WELL I ALREADY READ your post!!! I was actually out too! Not just invisible! So, to punish you for recycling this,I'll post the comment I left to you on gmail...!!!

this is an excerpt:

"WOW...can't advise you with the bead-boob problem...perhaps you got your nipple pierced when you were a baby and your parents never told you about it and then the bead became embedded in your boob and yeah...plausible, right?

Also, does mario know you are enamored with him b/c if not, it may come as a bit of a surprise that your cousin is devising schemes for you to ask him out...I can see the conversation playing out like this:
Maio: so what are some of these schemes? (thinking: why does Tea's entire extended family know about me?")
Tea: well I may have divulged that I have been in love with you since the beginning of SHP...
mario: (leans in to kiss you) want to go see an open heart dissection?
(that really seems like something you guys should do for a 1st date)...

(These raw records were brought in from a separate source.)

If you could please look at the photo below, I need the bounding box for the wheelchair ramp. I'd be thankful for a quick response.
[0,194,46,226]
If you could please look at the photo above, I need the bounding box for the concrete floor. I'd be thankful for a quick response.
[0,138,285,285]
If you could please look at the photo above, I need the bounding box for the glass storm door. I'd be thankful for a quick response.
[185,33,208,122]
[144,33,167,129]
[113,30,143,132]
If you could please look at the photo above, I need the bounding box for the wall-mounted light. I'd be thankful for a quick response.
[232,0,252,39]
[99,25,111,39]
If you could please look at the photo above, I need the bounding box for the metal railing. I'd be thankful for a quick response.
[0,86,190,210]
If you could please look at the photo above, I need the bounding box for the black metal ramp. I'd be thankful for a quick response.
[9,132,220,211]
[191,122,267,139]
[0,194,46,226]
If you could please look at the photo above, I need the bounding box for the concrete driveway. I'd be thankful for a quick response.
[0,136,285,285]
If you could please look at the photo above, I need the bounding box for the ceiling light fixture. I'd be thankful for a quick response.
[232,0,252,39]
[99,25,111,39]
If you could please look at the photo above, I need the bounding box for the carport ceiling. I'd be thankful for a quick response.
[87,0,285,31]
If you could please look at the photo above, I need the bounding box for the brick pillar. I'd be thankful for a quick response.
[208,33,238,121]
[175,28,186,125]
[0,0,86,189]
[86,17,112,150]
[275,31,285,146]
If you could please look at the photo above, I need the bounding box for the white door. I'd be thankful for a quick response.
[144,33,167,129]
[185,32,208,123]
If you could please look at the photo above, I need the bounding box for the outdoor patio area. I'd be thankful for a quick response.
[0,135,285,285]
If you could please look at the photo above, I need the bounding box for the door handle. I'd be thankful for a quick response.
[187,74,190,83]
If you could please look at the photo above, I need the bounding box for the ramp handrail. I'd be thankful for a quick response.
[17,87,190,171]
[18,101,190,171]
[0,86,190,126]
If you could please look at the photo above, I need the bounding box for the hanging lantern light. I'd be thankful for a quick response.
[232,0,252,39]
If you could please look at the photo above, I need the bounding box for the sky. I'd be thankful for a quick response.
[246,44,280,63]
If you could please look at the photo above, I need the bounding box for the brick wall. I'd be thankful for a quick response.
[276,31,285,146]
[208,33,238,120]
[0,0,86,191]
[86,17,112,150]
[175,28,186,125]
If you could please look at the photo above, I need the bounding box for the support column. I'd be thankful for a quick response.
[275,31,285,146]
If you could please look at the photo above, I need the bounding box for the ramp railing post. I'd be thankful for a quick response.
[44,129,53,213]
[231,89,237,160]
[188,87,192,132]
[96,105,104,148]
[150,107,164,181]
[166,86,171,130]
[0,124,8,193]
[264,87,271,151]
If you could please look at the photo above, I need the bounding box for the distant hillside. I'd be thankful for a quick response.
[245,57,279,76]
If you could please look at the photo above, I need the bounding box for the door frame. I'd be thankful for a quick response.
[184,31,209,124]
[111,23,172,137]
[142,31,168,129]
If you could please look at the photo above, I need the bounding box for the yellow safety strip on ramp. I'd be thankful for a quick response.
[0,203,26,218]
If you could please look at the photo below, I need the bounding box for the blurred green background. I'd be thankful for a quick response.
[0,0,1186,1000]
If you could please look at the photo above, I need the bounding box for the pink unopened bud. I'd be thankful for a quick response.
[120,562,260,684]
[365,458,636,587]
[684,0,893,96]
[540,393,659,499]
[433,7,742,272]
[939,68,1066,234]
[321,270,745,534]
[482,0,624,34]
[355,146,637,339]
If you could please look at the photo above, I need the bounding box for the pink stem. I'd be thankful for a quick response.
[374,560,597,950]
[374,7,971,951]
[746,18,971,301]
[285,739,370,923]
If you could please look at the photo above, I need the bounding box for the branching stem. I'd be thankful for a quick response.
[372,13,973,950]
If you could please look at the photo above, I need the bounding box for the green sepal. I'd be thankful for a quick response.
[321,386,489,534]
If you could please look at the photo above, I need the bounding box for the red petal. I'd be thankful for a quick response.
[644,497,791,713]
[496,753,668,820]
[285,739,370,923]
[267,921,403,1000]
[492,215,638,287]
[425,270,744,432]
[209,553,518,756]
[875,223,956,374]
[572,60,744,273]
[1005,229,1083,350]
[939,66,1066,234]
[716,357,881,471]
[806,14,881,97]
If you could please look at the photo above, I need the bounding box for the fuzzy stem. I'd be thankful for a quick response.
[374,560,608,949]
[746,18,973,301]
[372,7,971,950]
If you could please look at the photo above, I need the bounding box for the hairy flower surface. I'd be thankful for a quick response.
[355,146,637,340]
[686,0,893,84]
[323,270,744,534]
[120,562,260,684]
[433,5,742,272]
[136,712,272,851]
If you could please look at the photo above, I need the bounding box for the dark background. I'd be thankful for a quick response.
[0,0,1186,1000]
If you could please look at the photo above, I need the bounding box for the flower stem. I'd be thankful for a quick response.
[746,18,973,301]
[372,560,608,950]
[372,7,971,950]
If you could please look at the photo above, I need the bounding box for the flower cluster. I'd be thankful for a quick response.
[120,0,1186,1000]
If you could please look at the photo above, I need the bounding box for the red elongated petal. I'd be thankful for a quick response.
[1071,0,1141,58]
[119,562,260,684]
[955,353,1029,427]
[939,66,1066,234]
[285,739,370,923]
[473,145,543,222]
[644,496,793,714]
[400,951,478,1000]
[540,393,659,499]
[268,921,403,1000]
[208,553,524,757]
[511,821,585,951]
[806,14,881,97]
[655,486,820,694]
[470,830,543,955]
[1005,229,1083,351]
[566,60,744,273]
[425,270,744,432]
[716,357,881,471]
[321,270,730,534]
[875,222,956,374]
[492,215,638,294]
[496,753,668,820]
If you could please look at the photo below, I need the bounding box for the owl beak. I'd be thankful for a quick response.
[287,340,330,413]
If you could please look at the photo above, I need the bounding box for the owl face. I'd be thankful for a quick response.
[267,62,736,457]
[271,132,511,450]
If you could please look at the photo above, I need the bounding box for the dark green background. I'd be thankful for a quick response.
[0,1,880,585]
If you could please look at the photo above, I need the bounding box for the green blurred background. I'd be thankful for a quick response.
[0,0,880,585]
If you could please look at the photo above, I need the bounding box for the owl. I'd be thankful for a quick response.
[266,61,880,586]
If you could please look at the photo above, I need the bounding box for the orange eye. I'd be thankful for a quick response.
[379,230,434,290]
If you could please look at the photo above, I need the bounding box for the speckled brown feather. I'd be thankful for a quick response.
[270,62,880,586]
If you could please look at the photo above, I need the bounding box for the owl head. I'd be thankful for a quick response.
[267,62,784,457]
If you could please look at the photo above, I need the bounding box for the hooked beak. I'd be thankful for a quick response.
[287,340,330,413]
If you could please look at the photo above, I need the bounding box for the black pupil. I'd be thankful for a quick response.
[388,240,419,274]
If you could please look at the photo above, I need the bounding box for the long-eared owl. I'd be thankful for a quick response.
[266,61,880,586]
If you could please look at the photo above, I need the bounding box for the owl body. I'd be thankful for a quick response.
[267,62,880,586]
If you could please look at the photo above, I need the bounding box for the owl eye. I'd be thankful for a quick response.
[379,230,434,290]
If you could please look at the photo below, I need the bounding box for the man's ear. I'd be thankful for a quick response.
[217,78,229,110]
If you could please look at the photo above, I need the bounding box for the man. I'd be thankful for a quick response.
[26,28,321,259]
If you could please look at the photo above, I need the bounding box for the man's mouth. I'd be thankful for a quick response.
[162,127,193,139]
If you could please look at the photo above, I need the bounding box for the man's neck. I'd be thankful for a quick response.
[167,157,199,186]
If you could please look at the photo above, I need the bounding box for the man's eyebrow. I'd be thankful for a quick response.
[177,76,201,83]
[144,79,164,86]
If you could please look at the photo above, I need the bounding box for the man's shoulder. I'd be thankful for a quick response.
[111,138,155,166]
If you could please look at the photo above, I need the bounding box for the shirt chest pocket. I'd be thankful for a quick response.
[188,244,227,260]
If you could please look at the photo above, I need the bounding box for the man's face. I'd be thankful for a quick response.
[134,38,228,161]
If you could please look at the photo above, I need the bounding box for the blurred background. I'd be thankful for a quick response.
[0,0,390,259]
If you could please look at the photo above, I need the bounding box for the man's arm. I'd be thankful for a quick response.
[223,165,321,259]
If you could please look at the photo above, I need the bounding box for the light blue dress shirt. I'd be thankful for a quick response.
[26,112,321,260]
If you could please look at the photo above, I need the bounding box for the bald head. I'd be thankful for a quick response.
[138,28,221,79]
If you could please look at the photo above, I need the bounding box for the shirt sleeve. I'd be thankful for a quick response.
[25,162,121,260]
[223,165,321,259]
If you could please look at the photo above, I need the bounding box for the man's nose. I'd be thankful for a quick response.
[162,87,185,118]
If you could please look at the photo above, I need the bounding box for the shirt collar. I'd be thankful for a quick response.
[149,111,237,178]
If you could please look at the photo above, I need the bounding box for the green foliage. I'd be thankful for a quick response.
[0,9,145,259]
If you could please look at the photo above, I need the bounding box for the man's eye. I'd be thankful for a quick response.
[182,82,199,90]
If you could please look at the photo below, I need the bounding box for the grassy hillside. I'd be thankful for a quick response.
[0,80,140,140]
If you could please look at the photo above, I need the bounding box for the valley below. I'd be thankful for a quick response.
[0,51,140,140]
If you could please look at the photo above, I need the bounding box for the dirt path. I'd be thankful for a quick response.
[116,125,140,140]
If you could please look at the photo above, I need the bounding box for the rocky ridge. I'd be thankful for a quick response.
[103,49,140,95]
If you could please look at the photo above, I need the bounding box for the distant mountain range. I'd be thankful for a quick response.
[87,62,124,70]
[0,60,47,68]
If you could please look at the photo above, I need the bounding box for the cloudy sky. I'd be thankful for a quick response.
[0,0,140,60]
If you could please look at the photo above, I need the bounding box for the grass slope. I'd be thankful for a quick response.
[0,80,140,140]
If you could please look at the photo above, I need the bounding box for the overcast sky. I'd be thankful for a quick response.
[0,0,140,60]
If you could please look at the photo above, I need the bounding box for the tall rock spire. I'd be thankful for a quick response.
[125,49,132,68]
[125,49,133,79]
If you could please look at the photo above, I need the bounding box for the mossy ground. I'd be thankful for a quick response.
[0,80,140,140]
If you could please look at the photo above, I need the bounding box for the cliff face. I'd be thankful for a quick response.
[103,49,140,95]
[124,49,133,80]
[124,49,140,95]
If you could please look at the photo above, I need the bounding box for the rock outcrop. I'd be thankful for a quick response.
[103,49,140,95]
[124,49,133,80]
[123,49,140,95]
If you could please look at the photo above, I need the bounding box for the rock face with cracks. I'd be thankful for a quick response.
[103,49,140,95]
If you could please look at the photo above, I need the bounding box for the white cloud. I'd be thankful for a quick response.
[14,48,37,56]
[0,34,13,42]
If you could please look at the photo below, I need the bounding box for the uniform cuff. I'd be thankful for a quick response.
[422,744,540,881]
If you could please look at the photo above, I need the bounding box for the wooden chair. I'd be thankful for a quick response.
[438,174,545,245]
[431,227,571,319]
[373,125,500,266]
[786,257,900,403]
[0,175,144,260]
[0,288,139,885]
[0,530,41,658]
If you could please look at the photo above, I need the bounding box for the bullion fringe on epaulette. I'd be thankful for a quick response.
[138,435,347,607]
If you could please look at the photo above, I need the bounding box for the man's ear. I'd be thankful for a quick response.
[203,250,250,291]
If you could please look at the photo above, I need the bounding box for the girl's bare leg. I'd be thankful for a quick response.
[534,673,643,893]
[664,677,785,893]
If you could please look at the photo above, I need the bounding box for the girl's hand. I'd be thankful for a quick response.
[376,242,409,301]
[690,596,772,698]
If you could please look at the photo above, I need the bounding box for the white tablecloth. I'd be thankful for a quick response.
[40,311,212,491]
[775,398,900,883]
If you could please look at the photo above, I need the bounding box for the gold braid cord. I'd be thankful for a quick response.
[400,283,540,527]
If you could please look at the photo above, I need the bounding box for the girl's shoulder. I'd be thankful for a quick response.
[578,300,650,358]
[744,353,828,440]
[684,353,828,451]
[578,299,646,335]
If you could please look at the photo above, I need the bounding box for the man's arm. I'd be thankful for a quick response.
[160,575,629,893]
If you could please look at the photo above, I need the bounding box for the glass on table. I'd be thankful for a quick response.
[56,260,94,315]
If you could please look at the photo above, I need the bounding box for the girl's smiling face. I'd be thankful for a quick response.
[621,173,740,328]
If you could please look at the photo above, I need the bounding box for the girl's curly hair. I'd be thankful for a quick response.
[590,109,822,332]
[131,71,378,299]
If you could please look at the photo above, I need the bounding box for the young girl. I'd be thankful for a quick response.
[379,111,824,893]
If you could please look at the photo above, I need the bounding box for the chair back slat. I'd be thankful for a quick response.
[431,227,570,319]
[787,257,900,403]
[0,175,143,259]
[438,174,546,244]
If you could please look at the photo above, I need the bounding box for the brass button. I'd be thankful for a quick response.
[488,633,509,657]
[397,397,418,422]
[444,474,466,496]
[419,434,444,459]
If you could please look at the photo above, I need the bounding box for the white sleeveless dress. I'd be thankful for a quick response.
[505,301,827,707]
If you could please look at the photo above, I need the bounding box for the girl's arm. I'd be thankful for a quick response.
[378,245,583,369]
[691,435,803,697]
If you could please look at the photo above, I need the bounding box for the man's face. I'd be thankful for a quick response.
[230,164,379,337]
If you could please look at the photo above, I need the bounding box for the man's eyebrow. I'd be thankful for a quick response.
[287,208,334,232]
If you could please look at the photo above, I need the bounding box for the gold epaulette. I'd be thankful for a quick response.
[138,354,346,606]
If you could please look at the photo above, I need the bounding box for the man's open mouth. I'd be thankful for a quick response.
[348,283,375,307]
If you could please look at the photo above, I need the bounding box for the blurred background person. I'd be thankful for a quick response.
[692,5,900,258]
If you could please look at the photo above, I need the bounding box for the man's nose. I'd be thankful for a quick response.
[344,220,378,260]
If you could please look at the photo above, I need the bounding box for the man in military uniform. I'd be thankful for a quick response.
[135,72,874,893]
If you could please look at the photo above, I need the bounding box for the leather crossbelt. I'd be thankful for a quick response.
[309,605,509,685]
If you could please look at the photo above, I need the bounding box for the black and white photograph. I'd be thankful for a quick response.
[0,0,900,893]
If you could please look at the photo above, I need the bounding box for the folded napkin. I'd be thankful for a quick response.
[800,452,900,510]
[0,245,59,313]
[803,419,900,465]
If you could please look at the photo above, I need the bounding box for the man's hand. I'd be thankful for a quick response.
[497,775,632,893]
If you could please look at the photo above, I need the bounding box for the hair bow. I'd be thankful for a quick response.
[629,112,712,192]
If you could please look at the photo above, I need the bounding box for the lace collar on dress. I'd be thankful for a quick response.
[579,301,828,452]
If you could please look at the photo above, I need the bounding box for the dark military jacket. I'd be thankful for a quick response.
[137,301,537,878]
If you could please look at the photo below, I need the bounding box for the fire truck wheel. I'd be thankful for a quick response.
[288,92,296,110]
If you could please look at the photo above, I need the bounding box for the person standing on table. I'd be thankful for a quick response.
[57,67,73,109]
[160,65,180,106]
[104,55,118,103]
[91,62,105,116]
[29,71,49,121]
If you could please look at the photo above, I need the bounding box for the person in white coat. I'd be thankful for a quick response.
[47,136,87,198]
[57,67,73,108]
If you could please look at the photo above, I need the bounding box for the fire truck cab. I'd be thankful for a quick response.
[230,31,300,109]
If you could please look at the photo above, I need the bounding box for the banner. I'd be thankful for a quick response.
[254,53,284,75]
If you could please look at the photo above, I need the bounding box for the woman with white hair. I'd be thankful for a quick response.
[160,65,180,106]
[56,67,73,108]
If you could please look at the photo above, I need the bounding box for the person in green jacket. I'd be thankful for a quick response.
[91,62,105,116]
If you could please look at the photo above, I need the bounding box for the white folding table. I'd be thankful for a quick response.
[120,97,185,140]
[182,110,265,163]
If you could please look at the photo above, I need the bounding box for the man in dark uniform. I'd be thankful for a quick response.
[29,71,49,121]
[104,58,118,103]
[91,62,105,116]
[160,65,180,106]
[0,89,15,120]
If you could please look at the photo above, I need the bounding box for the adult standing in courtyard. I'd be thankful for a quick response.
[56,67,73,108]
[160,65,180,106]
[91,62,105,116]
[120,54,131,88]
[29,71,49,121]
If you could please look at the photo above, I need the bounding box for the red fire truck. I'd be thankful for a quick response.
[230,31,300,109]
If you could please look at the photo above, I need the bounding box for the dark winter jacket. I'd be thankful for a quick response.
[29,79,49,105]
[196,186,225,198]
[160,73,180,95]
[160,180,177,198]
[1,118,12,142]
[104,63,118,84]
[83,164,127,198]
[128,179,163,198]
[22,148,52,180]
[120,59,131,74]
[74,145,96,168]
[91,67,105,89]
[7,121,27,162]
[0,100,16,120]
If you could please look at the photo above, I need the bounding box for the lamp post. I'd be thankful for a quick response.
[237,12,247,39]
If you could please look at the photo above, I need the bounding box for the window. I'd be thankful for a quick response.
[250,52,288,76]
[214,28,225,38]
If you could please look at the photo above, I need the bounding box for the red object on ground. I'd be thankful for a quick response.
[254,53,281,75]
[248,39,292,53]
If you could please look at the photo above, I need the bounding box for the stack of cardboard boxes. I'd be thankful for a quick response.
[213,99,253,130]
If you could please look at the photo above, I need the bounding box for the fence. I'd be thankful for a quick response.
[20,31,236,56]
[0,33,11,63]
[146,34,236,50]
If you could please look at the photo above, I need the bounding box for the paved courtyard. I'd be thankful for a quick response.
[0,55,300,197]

anyway...I think you should tell him that his picture is on a food machine at the YMCA...i think that's soooo cool"

Tea said...

my cousin did that entirely without knowing that I'm enamored with him, actually, but I did end up taking that part out, for fear of exposing said enamoration.

Gretchen said...

nerd love
how cute

does he have a girlfriend?

Tea said...


Gretchen said...


Tea said...

oh. well, he went to prom with some senior who only came up to his shoulder. He doesn't have a relationship status listed on his facebook. If he has a girlfriend, she has never written on his facebook wall, either (as far as I can tell, nobody writes on his wall).
So probably not. But when I told Bette, my camp friend, that he went to prom, she said "were they 'friends' or just friends" and I nearly went catatonic.

vicky/bruney said...

OMG...I just reread the post...NAME CONTAMINATION!!!!!!!!!!!! wooOOOwoooOOOooowoOOOOo (siren) you said Irving's real name!!!!

ok...now that that is over.I've calmed down, I'm sure more people than just Irving got in though. Irving is soooooo smart. He's the other business manager with me of our newspaper and yea, he's smart. How sad would it be if Mario didn't get in?...the train smooch sessions would come to an abrupt halt... :(

Tea said...

Mario and I are both automatically in, so ha! And I'm going to go edit Irving back to Irving.

Jackie said...

i second the open heart dissection...vicky, you should write screenplays.